Jones David E, Igo Sean, Hurdle John, Facelli Julio C
Department of Biomedical Informatics, University of Utah, Salt Lake City, Utah, United States of America.
Department of Biomedical Informatics, University of Utah, Salt Lake City, Utah, United States of America ; Center for High Performance Computing, University of Utah, Salt Lake City, Utah, United States of America.
PLoS One. 2014 Jan 2;9(1):e83932. doi: 10.1371/journal.pone.0083932. eCollection 2014.
In this study, we demonstrate the use of natural language processing methods to extract, from nanomedicine literature, numeric values of biomedical property terms of poly(amidoamine) dendrimers. We have developed a method for extracting these values for properties taken from the NanoParticle Ontology, using the General Architecture for Text Engineering and a Nearly-New Information Extraction System.

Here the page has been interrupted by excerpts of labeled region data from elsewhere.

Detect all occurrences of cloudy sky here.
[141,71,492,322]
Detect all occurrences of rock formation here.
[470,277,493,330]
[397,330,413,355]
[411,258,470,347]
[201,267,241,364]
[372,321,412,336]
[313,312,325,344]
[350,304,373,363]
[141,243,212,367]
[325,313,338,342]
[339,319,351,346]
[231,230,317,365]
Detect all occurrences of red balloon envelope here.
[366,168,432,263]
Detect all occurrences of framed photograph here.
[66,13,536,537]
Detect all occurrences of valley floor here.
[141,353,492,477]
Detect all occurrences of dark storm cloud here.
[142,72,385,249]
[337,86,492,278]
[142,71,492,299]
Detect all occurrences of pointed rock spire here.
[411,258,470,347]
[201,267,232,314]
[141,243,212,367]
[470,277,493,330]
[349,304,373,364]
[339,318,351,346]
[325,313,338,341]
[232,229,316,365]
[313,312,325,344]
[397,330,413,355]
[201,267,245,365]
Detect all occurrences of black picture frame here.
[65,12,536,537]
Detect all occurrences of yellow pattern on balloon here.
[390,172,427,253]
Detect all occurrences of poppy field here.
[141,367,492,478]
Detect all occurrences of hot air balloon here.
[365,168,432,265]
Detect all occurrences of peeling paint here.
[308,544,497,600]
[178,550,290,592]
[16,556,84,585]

We also created a method for associating the identified numeric values with their corresponding dendrimer properties, called NanoSifter. We demonstrate that our system can correctly extract numeric values of dendrimer properties reported in the cancer treatment literature with high recall, precision, and f-measure. The micro-averaged recall was 0.99, precision was 0.84, and f-measure was 0.91. Similarly, the macro-averaged recall was 0.99, precision was 0.87, and f-measure was 0.92. To our knowledge, these results are the first application of text mining to extract and associate dendrimer property terms and their corresponding numeric values.

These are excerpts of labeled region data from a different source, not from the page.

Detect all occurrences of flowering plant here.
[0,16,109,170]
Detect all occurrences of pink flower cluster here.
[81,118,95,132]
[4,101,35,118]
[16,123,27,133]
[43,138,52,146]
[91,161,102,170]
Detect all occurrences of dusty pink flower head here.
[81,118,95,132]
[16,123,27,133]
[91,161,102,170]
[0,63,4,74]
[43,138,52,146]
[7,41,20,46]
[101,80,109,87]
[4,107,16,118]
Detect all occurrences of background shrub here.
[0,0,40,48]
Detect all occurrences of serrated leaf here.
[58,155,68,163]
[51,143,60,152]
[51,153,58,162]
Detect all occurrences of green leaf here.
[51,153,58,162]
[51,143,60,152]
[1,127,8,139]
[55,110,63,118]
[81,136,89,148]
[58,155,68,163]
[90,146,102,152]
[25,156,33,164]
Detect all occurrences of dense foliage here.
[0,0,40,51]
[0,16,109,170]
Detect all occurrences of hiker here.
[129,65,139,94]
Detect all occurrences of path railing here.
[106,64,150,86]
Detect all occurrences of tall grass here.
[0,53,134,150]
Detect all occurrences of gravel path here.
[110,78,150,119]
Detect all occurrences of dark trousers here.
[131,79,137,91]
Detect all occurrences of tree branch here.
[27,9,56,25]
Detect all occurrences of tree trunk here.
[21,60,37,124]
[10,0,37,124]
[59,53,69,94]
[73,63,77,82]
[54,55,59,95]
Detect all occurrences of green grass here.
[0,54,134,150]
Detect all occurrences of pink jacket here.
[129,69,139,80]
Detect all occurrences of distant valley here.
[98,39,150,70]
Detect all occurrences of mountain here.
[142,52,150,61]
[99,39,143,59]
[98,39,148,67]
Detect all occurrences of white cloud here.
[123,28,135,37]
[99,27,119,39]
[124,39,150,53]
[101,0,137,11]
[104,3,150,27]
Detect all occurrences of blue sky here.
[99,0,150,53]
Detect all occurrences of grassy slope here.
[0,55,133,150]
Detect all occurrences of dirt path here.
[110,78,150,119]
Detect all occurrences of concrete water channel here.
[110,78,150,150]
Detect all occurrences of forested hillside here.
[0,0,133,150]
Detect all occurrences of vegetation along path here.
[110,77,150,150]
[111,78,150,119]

在本研究中,我们展示了使用自然语言处理方法从纳米医学文献中提取聚(酰胺胺)树枝状大分子生物医学特性术语的数值。我们开发了一种方法,利用文本工程通用架构和近新信息提取系统,从纳米粒子本体中提取这些特性的值。我们还创建了一种将识别出的数值与其相应树枝状大分子特性相关联的方法,称为纳米筛选器。我们证明,我们的系统能够以高召回率、精确率和F值正确提取癌症治疗文献中报道的树枝状大分子特性的数值。微观平均召回率为0.99,精确率为0.84,F值为0.91。同样,宏观平均召回率为0.99,精确率为0.87,F值为0.92。据我们所知,这些结果是文本挖掘首次应用于提取和关联树枝状大分子特性术语及其相应的数值。